La cuestión es delicada y difícil, porque siempre se ha reconocido que “de
internis neque Ecclesia iudicat”, acerca del estado de lo más íntimo de la
conciencia ni siquiera la Iglesia puede juzgar.
Por
eso la Declaración del Consejo Pontificio para los Textos Legislativos acerca
de canon 915, citada por el Papa Francisco,
en la que se decía que la prohibición de recibir la Eucaristía comprende
también a los fieles divorciados vueltos a casar, puso mucho cuidado en
precisar qué debe entenderse por pecado grave en el contexto de ese canon. El
texto de la Declaración dice: “La fórmula ‘y los que obstinadamente persistan
en un manifiesto pecado grave’ es clara, y se debe entender de modo que no se
deforme su sentido haciendo la norma inaplicable. Las tres condiciones que
deben darse son: a) el pecado grave, entendido objetivamente, porque el
ministro de la Comunión no podría juzgar de la imputabilidad subjetiva; b) la
obstinada perseverancia, que significa la existencia de una situación objetiva
de pecado que dura en el tiempo y a la cual la voluntad del fiel no pone fin,
sin que se necesiten otros requisitos (actitud desafiante, advertencia previa,
etc.) para que se verifique la situación en su fundamental gravedad eclesial;
c) el carácter manifiesto de la situación de pecado grave habitual”.
La
misma Declaración aclara que no se encuentran en esa situación de pecado grave
habitual los fieles divorciados vueltos a casar que, no pudiendo interrumpir la
convivencia por causas graves, se abstienen de los actos propios de los
cónyuges, permaneciendo la obligación de evitar el escándalo, puesto que el
hecho de no vivir more uxorio es de suyo oculto.

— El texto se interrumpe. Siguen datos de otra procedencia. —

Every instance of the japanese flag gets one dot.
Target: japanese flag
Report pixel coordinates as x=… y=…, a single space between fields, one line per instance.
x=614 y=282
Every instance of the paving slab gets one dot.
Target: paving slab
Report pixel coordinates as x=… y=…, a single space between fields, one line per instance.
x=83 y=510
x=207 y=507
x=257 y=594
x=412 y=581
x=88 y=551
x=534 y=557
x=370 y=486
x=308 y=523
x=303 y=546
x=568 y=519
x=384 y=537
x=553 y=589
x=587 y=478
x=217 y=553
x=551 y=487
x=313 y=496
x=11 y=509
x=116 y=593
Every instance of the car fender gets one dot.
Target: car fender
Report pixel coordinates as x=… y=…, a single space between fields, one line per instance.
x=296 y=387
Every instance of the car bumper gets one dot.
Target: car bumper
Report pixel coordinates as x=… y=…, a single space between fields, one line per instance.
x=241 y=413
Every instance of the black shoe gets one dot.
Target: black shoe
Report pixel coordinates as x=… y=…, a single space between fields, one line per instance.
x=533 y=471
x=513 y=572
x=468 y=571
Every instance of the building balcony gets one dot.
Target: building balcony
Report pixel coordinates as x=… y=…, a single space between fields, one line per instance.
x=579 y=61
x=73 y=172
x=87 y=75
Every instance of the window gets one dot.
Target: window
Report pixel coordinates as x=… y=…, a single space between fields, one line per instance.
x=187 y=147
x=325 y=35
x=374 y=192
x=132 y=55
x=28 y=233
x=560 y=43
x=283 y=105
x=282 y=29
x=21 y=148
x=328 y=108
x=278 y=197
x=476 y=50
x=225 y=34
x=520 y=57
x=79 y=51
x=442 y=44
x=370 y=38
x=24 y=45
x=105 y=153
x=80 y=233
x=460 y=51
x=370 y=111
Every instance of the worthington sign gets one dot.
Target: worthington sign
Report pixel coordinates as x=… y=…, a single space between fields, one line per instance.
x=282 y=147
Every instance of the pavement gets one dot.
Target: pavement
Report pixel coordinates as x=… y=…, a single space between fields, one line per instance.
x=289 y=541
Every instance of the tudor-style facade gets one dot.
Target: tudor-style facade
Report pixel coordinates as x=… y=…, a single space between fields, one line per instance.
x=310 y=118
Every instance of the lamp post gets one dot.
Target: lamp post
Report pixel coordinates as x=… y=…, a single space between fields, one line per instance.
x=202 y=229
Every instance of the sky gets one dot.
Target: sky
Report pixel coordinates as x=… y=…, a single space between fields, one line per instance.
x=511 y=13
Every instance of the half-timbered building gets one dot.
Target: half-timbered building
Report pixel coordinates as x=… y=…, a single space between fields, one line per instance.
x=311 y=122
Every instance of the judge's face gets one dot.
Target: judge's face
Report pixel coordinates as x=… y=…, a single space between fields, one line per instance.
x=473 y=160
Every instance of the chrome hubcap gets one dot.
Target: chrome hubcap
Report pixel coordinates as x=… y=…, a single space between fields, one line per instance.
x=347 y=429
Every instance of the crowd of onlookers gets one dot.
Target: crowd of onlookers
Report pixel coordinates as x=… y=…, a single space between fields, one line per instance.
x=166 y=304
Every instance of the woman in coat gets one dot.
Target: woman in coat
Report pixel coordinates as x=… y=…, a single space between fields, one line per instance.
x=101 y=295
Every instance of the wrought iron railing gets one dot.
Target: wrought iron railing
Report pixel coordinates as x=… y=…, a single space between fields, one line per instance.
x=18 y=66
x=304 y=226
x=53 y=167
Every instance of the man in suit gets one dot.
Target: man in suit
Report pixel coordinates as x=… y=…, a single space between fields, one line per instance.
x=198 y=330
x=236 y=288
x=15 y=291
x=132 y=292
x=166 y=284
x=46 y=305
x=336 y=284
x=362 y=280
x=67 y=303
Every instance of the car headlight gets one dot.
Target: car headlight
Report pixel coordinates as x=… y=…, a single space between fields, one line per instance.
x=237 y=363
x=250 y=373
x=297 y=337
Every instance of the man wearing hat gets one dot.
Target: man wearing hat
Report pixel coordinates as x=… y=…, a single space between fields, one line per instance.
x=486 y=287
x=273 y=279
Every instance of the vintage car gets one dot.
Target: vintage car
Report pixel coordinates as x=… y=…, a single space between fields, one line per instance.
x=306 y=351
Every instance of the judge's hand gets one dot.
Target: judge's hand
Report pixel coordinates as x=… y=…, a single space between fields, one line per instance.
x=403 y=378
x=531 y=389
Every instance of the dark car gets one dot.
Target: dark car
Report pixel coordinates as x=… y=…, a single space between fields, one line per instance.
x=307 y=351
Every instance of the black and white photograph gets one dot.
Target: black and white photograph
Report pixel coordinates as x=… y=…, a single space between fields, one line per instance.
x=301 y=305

Fuera de este caso, en la atención pastoral de estos fieles habrá que tener
también en cuenta que parece muy difícil que quienes viven en una segunda unión
tengan la certeza moral subjetiva del estado de gracia, pues sólo mediante la
interpretación de signos objetivos ese estado podría ser conocido por la
propria conciencia y por la del confesor.
Además,
habría que distinguir entre una verdadera certeza moral subjetiva y un error de
conciencia que el confesor tiene la obligación de corregir como se ha dicho
antes, en cuanto que en la administración del sacramento el confesor es no sólo
padre y médico, sino también maestro y juez, tareas todas éstas que ciertamente
ha de cumplir con la máxima misericordia y delicadeza, y buscando ante todo el
bien espiritual de quien se acerca a la confesión.
Los
aspectos doctrinales mencionados, que pertenecen a la enseñanza multisecular de
la Iglesia, y muchos de ellos al magisterio ordinario y universal, no deben
impedir a los sacerdotes empeñarse con espíritu abierto y corazón grande en un
diálogo cordial de discernimiento. Como escribe Papa Francisco, se trata de
“evitar el grave riesgo de mensajes equivocados, como la idea de que algún
sacerdote puede conceder rápidamente ‘excepciones’, o de que existen personas
que pueden obtener privilegios sacramentales a cambio de favores.
Cuando
se encuentra una persona responsable y discreta, que no pretende poner sus
deseos por encima del bien común de la Iglesia, con un pastor que sabe
reconocer la seriedad del asunto que tiene entre manos, se evita el riesgo de
que un determinado discernimiento lleve a pensar que la Iglesia sostiene una
doble moral”.
Por el contrario, sabiendo que la variedad de las circunstancias particulares
es muy grande, como muy grande es también su complejidad, los principios
doctrinales antes mencionados deberían ayudar a discernir el modo de ayudar a
las personas interesadas a emprender un camino de conversión que les conduzca a
una mayor integración en la vida de la Iglesia y, cuando sea posible, a la
recepción de los sacramentos de la Penitencia y de la Eucaristía.